亚洲香蕉成人av网站在线观看_欧美精品成人91久久久久久久_久久久久久久久久久亚洲_热久久视久久精品18亚洲精品_国产精自产拍久久久久久_亚洲色图国产精品_91精品国产网站_中文字幕欧美日韩精品_国产精品久久久久久亚洲调教_国产精品久久一区_性夜试看影院91社区_97在线观看视频国产_68精品久久久久久欧美_欧美精品在线观看_国产精品一区二区久久精品_欧美老女人bb

首頁 > 學院 > 開發設計 > 正文

Lucene --open source text serch engine API(講稿)

2019-11-18 14:49:42
字體:
來源:轉載
供稿:網友

  /**
* 這是一個關于LUCene的講稿的txt格式。假如您需要pdf格式的可以
* 與我聯系(pengjy@263.net) 。
* 作者:pengjy
* 時間:2002-04
* keyWords: lucene, api, token, index, chinese, unicode
*/
................page 1 ................

Lucene

an open source text search engine API
high-performance,
full-featured,pure java

Pengjy@262.net

................page 2 ................
Agenda

Overview
APIs
How dose Search Engine Work
Feature
For Chinese character

................page 3 ................
Overview

An Apache Jakarta PRoject
High-performance, full-featured
Open source text search engine APIs
Easy to use, fast to build your own search engine

................page 4 ................
Overview

Version 1.2 rc4
applications using Lucence
2a.WebSearch
Jive Forums
RockyNewsgroup.org

................page 5 ................
APIs

org.apache.lucene.analysis
defines an abstract Analyzer API for converting
text from a java.io.Reader into a TokenStream,
an enumeration of Token's. A TokenStream is composed
by applying TokenFilter's to the output of a Tokenizer.
A few simple implemetations are provided, including
StopAnalyzer and the grammar-based StandardAnalyzer
(use JavaCC).

................page 6 ~9................
APIs

org.apache.lucene.document
provides a simple Document class.

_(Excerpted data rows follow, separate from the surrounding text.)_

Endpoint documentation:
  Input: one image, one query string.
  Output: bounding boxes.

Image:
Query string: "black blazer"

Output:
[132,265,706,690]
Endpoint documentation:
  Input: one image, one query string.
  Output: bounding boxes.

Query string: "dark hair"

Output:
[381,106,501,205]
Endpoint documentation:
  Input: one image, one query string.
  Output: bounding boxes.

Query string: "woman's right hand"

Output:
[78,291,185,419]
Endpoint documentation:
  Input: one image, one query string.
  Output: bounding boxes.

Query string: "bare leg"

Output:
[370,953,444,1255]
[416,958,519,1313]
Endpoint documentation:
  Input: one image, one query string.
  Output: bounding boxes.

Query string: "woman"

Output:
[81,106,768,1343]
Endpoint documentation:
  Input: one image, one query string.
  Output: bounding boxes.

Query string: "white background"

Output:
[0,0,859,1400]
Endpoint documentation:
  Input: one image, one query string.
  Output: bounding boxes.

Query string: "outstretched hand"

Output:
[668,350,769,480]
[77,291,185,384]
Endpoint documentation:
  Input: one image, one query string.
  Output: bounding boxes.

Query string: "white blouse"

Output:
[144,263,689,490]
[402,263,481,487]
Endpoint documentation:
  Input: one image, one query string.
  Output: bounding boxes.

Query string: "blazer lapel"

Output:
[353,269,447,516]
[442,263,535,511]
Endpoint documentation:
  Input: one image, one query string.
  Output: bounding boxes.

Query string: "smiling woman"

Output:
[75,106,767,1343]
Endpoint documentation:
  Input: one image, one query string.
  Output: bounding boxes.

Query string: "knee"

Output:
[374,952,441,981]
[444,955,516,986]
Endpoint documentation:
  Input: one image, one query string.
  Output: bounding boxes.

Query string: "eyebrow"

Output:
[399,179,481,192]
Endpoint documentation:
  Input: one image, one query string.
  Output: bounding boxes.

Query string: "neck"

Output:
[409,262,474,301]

A document is
simply a set of named Field's, whose values may be
strings or instances of java.io.Reader.

org.apache.lucene.index
provides two primary classes: IndexWriter, which
creates and adds documents to indices; and IndexReader,
which ccesses the data in the index.

org.apache.lucene.queryParser
uses JavaCC to implement a QueryParser

org.apache.lucene.search
provides data structures to represent queries
(TermQuery for individual words, PhraseQuery for phrases,
and BooleanQuery for boolean combinations of queries) and
the abstract Searcher which turns queries into Hits.
IndexSearcher implements search over a single IndexReader.

org.apache.lucene.store
defines an abstract class for storing persistent
data,the Directory, a collection of named files written
by an OutputStream and read by an InputStream. Two
implementations are provided, FSDirectory, which uses
a file system directory to store files, and RAMDirectory
which implements files as memory-resident data structures.

org.apache.lucene.util
contains a few handy data structures, e.g.,
BitVector and PriorityQueue.

................page 10 ................
How dose Search Engine Work

Create indices

input -->analyzer-->filters-->tokens-->indices
^

tokenize

................page 11 ~ 14 ................
How dose Search Engine Work

Store Indices
Rather than maintaining a single index, it builds
multiple index segments. For each new document indexed,
Lucene creates a new index segment.
It merges small segments with larger ones -- this
keeps the total number of segments small so searches remain
fast.

To prevent conflicts (or locking overhead) between
index readers and writers, Lucene never modifies segments
in place, it only creates new ones. When merging segments,
Lucene writes a new segment and deletes the old ones --
after any active readers have closed it.

A Lucene index segment consists of several files:
A dictionary index containing one entry for each 100 entries
in the dictionary A dictionary containing one entry for
each unique word A postings file containing an entry for
each posting

Since Lucene never updates segments in place, they
can be stored in flat files instead of complicated B-trees.
For quick retrieval, the dictionary index contains offsets
into the dictionary file, and the dictionary holds offsets
into the postings file.

Lucene also implements a variety of tricks to compress
the dictionary and posting files -- thereby reducing disk
I/O -- without incurring substantial CPU overhead.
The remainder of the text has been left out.